What Shrimp Count Means
Shrimp is sold by the count, which is the number of head-off shrimp of similar size per pound. Larger shrimp fetch higher prices, but remember that sizes can be used interchangeably in most recipes, as long as you adjust cooking time. Here's a guide:
100 count shrimp: Sometimes labeled "miniature"
36-45 count shrimp: Sometimes labeled "small"
31-35 count shrimp: Sometimes labeled "medium"
21-30 count shrimp: Sometimes labeled "large"
16-20 count shrimp: Sometimes labeled "extra large"
10-15 count shrimp: Sometimes labeled "jumbo"
U-10 count (10 or less per pound) shrimp: Sometimes labeled "colossal"
There are thousands of shrimp species, and the most common way to classify them is by color (of uncooked shrimp). The most readily available types are white, pink, brown, black and tiger, each with subtly different flavors.
Types of Shrimp
Warm Water Upwards of 90% of all shrimp sold in the United States is warm water imported from Latin America and Southeast Asia; much of it farm raised. Almost all of it has been frozen at some point. Fish counters and markets selling unfrozen shrimp have simply thawed it for your convenience. If you live in a Gulf state, where most wild-caught domestic shrimp comes from, you might be able to buy it fresh (never frozen), but expect to pay a premium. Domestic farm-raised shrimp (some carrying an "organic" label) is a great, albeit pricy, option for anyone with environmental concerns about imported shrimp.
Cold Water Cold water shrimp is smaller and sweeter than the others—the most common types are Maine's pink shrimp and Alaska's spot prawns—but also hard to come by.
Fresh Water Fresh water shrimp (a.k.a. Malaysian prawns), farm raised in California, Hawaii and Mississippi among other states, is becoming increasingly available.
How to Prep Shrimp
How to Shell: Unless you plan on grilling or boiling your shrimp, remove the shells before cooking. Tear off the legs, and then, starting at the thick end, peel off the shell. To remove the tail shell, pinch it and pull away from the body.
How to Devein: Small and medium shrimp do not require deveining (removal of the intestinal vein), but many cooks do so for aesthetic reasons. The vein in large, extra-large, jumbo and colossal shrimp contains grit, so it should be removed.
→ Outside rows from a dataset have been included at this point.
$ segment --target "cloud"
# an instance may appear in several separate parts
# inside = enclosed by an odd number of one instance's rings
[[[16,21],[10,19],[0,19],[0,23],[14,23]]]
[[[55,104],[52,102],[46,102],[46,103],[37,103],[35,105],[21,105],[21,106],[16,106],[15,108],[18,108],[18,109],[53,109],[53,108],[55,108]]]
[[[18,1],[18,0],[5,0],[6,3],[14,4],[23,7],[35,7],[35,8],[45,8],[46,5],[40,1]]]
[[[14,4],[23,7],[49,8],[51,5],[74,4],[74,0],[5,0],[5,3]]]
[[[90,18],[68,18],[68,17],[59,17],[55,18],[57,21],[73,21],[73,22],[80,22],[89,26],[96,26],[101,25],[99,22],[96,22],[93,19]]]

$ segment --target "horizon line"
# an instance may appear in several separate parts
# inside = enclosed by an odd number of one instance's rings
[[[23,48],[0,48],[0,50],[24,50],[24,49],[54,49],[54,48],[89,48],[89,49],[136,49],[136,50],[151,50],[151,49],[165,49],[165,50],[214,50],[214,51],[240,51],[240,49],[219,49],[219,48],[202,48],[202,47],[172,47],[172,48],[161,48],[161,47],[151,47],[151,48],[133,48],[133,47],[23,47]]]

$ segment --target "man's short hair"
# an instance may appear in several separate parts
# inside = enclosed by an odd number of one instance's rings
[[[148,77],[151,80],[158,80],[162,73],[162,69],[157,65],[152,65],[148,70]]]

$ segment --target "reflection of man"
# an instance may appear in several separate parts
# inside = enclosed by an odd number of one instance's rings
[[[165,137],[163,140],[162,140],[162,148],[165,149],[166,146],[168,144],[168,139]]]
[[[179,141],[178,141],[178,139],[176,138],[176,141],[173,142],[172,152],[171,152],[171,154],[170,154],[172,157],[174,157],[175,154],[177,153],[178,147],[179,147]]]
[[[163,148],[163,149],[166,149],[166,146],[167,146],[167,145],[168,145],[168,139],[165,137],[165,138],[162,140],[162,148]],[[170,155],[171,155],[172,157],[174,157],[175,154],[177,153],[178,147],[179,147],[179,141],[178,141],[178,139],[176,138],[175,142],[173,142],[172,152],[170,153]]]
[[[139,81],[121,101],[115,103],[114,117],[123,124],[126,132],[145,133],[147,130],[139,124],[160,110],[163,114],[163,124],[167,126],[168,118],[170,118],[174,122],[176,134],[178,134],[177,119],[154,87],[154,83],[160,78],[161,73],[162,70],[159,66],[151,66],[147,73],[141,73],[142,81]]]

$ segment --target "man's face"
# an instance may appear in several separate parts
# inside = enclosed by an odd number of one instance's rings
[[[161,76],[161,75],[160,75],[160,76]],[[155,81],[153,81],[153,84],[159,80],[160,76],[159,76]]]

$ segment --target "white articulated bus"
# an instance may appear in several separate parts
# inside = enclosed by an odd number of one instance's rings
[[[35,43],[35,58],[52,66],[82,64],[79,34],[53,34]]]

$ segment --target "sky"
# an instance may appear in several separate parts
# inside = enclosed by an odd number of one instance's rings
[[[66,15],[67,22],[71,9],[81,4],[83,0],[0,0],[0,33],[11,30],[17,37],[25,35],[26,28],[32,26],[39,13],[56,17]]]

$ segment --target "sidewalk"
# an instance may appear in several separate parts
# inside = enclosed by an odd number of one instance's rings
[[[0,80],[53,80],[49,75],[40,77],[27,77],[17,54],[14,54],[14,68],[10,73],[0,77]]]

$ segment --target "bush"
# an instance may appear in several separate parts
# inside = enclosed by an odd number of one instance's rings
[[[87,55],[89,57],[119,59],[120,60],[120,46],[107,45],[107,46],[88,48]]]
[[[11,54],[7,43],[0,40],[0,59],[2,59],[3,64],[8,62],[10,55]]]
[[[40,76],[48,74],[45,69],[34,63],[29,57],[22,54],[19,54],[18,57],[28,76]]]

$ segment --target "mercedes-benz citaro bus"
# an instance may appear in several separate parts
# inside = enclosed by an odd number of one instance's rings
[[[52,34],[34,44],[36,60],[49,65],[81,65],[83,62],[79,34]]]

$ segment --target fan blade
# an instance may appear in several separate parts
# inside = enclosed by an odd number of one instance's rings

With a paring knife, cut the shrimp along the back to expose the vein and then remove it with the tip of a knife. Shrimp deveiners simplify the task a bit, but are by no means a must-have.
How to Clean: All shrimp should be rinsed well in cold water before cooking.
How to Cook Shrimp
Unpeeled shrimp are excellent boiled in a shellfish boiling mix, and are also great for grilling, as the shells protect the tender flesh and keep it moist.
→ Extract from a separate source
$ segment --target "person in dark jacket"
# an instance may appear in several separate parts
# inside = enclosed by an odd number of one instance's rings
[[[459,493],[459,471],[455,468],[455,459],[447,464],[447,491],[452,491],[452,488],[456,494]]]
Peeled shrimp pick up flavors quickly, so non-fat marinades are a great way to boost flavor without adding tons of calories. For an Italian twist, marinate in white wine, lemon zest, chopped garlic, black pepper and chili flakes for 30 minutes. Or take shrimp in an Asian direction by marinating in fish sauce, chopped fresh lemongrass and chopped garlic. Drain marinated shrimp and sauté in a nonstick pan until pink.
Shrimp is done as soon as it loses its raw color. Shrimp cooks very quickly, going from moist and tender to dry and tough in under a minute, so be careful not to overcook. Pre-cooked shrimp will dry out if reheated and should be used only for cold dishes like salads, sandwiches and canapés.